The dam removes the peak of the flooding and the trough of low water in the dry season. It reduces the natural seasonal variation of the river flow. The designers intended for the dam to 'open the floodgates' for the duration of March, and allow a flow of 300 m3/s to flood the Kafue Flats in order to maintain natural cycles. However, this has not happened in practice, mainly because the reservoir has not contained sufficient water at the right times to facilitate such a flow. The demand for electric power takes priority, and this, compounded by erratic rainfall since 1990, has prevented the dam from releasing water at the originally intended flow rates.
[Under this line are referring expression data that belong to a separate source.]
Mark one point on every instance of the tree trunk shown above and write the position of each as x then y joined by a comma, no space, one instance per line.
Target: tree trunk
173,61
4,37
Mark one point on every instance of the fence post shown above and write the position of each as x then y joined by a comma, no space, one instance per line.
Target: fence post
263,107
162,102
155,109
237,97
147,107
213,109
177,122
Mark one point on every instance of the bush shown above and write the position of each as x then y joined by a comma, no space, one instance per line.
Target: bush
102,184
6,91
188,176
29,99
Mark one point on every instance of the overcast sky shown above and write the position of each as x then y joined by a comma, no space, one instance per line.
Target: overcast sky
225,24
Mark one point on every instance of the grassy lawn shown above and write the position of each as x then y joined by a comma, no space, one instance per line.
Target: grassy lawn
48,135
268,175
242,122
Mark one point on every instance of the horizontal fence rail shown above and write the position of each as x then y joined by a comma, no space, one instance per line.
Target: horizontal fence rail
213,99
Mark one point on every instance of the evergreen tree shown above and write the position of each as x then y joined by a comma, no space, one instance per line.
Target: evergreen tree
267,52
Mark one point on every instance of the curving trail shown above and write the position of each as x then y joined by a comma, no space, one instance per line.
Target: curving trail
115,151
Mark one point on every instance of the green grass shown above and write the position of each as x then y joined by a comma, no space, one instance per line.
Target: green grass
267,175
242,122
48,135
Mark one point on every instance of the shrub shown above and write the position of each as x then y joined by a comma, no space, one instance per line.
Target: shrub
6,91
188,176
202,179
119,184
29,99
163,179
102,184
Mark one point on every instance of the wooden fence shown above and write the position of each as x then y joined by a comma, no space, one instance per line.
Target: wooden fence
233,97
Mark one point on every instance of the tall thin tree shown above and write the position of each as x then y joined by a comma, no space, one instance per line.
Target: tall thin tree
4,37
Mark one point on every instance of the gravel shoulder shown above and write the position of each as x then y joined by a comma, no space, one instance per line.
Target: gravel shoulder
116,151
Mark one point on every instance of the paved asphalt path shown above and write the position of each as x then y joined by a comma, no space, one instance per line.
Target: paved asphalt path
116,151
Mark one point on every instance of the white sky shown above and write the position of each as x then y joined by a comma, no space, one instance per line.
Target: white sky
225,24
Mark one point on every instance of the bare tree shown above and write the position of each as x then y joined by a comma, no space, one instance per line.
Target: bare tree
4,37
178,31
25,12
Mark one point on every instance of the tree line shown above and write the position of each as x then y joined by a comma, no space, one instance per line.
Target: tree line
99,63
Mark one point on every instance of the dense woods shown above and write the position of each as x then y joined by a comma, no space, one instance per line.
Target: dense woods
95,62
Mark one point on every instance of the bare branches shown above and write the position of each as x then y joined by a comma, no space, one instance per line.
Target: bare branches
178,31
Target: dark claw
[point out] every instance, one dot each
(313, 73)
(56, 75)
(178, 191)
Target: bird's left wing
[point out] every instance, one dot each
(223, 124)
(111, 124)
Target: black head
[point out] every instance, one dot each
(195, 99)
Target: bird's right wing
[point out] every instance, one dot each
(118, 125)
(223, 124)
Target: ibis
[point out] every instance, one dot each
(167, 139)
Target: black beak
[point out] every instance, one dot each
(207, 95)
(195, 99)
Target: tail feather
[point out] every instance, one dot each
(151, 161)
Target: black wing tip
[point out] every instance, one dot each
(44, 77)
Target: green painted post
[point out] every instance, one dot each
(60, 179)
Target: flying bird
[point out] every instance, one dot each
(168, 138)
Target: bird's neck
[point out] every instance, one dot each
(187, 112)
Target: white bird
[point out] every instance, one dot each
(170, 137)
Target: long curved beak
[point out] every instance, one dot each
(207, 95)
The Itezhi-Tezhi Dam has impacted the local ecology of the Kafue Flats in the following ways:
- Fish production has significantly declined;
- Wildlife, such as Lechwe, and Sitatunga, which rely on particular timing and extent of the floods in their breeding grounds, have had their breeding behaviour disrupted, leading to population decline;
- In the dry season the amount of grass for grazing has reduced for both wildlife and cattle, and woody species are invading grasslands on the floodplain;
- There is uncertainty of the timing of flooding, and this disturbs traditional human settlements.

The 2003/4 rainy season saw particularly high rainfall in Zambia. The effect of the Itezhi-Tezhi Dam release during this season is shown in the above NASA photos. According to a NASA website, in June 2004 an agreement was made with the hydroelectricity company to restore water releases from the dams according to a more natural flooding regime, presumably by keeping to the original intention of a 300 m3/s flood for the whole of March.